New York Times executive editor Jill Abramson says Carr “will be great,” and his professorship will benefit both his students and him.

“He knows every aspect of the media and journalism,” says Abramson. “And he is a terrific speaker.”

She says Carr will also discover some lessons similar to what she did when she first taught at Princeton in 2000. “That was when I first learned who Jon Stewart was,” she says. “David will learn more about how young people consume news and information. He will be the first one to learn who the next Jon Stewart is.”

Since he arrived at the New York Times in 2001, Carr has been a business reporter covering publishing, a general assignment reporter, and for the past eight years a media columnist. He attended the University of Minnesota, and is a former editor of the now-defunct Twin Cities Reader and the Washington City Paper. His memoir, "The Night of the Gun: A Reporter Investigates the Darkest Story of His Life," chronicles his personal struggle with cocaine addiction and his recovery.

Carr says that when he arrives in Boston in January, he’s “going to work on fitting in, not sticking out.”
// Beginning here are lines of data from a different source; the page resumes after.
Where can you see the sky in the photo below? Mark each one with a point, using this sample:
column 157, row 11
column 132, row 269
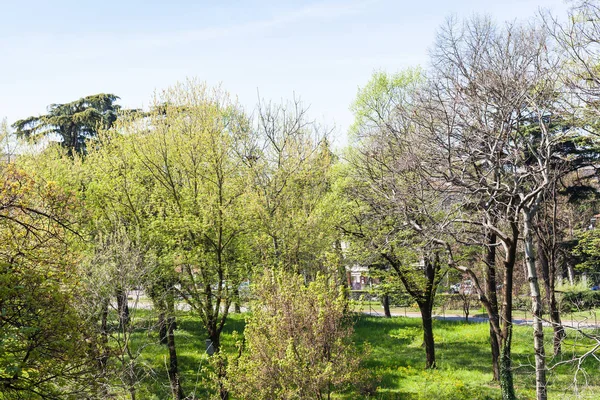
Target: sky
column 319, row 51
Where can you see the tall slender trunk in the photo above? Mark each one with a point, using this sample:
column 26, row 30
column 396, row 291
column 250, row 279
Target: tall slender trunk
column 426, row 314
column 492, row 298
column 236, row 301
column 386, row 306
column 548, row 268
column 162, row 328
column 173, row 368
column 506, row 373
column 536, row 304
column 104, row 334
column 123, row 308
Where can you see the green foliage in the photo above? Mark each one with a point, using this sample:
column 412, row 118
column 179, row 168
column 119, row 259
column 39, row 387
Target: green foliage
column 376, row 103
column 298, row 341
column 73, row 122
column 580, row 300
column 46, row 349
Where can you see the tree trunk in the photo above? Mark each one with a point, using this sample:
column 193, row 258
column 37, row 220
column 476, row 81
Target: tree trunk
column 428, row 341
column 548, row 267
column 386, row 306
column 536, row 304
column 104, row 334
column 506, row 373
column 162, row 328
column 236, row 301
column 506, row 376
column 173, row 369
column 492, row 298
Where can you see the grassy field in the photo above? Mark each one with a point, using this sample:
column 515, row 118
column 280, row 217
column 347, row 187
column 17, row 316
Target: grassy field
column 394, row 365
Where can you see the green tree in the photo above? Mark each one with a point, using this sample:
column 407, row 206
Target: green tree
column 46, row 349
column 298, row 340
column 73, row 123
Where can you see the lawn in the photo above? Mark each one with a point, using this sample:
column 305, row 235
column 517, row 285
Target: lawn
column 394, row 365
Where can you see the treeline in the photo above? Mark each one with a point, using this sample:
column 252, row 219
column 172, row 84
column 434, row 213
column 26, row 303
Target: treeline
column 483, row 162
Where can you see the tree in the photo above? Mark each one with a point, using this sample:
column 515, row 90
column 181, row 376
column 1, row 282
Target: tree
column 7, row 143
column 489, row 121
column 289, row 160
column 74, row 123
column 388, row 206
column 46, row 349
column 297, row 340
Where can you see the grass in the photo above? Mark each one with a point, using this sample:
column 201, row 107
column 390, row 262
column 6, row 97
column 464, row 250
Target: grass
column 395, row 362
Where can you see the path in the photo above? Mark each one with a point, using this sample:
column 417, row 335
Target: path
column 583, row 324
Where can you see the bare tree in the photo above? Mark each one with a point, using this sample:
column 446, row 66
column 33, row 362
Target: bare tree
column 486, row 134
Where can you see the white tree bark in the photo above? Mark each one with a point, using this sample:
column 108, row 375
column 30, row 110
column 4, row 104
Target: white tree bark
column 536, row 304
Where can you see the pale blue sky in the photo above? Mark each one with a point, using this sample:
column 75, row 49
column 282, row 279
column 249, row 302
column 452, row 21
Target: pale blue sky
column 58, row 51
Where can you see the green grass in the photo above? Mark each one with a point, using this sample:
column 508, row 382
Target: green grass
column 463, row 360
column 394, row 365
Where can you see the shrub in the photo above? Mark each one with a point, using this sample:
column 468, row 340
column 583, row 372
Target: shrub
column 297, row 341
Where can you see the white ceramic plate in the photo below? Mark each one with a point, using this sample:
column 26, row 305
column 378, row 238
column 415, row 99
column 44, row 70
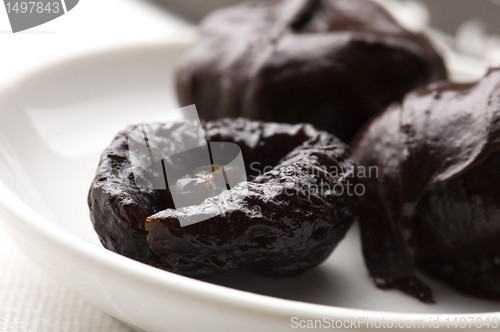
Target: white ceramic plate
column 54, row 123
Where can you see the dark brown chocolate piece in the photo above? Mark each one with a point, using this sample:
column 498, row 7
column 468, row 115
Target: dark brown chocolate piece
column 436, row 202
column 291, row 219
column 331, row 63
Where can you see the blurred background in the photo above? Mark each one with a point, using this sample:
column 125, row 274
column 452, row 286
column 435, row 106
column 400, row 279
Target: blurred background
column 467, row 30
column 447, row 15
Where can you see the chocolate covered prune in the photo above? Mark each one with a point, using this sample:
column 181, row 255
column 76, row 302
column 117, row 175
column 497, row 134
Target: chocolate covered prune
column 436, row 202
column 331, row 63
column 292, row 213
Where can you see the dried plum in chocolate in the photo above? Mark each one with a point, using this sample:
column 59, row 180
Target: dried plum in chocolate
column 436, row 203
column 331, row 63
column 282, row 227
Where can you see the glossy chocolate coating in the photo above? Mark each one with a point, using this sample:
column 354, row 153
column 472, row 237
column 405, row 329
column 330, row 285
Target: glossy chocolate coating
column 436, row 202
column 331, row 63
column 281, row 228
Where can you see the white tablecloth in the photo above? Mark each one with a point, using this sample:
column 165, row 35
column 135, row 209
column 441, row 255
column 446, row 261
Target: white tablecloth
column 29, row 300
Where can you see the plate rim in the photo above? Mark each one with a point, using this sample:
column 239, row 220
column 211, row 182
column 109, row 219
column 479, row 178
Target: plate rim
column 115, row 263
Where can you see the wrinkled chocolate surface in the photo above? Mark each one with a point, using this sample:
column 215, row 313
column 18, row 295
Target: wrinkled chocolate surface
column 282, row 227
column 331, row 63
column 436, row 201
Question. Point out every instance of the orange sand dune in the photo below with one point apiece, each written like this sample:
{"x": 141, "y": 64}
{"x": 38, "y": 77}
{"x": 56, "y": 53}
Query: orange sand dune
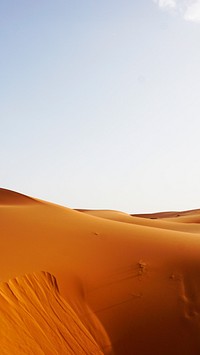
{"x": 120, "y": 286}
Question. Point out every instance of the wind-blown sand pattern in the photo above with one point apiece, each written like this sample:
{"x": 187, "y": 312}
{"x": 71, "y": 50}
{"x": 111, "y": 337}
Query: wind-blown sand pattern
{"x": 97, "y": 282}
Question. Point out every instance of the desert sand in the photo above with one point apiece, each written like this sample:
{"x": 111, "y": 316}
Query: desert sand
{"x": 97, "y": 281}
“When I do come up with a curriculum, I’m going to means-test it with my colleagues,” he says. “I want to take advantage of all the lessons they’ve learned that I don’t know anything about. I think of myself as a mid-career professional, and a significant part of the value I bring is because I remain in the narrative about what is going on in media now.

“At this point I don’t know enough what to dread,” he says. “I take students’ time and attention very seriously, and I hope they take my time and attention seriously. I don’t want the first semesters to be betas. I want them to drive value right away.”

Fiedler says he expects the Lack Professorship to dovetail nicely with another new area of study, emerging media studies, overseen by James E. Katz, the Feld Family Professor in Emerging Media.

This program aired on December 11, 2013. The audio for this program is not available.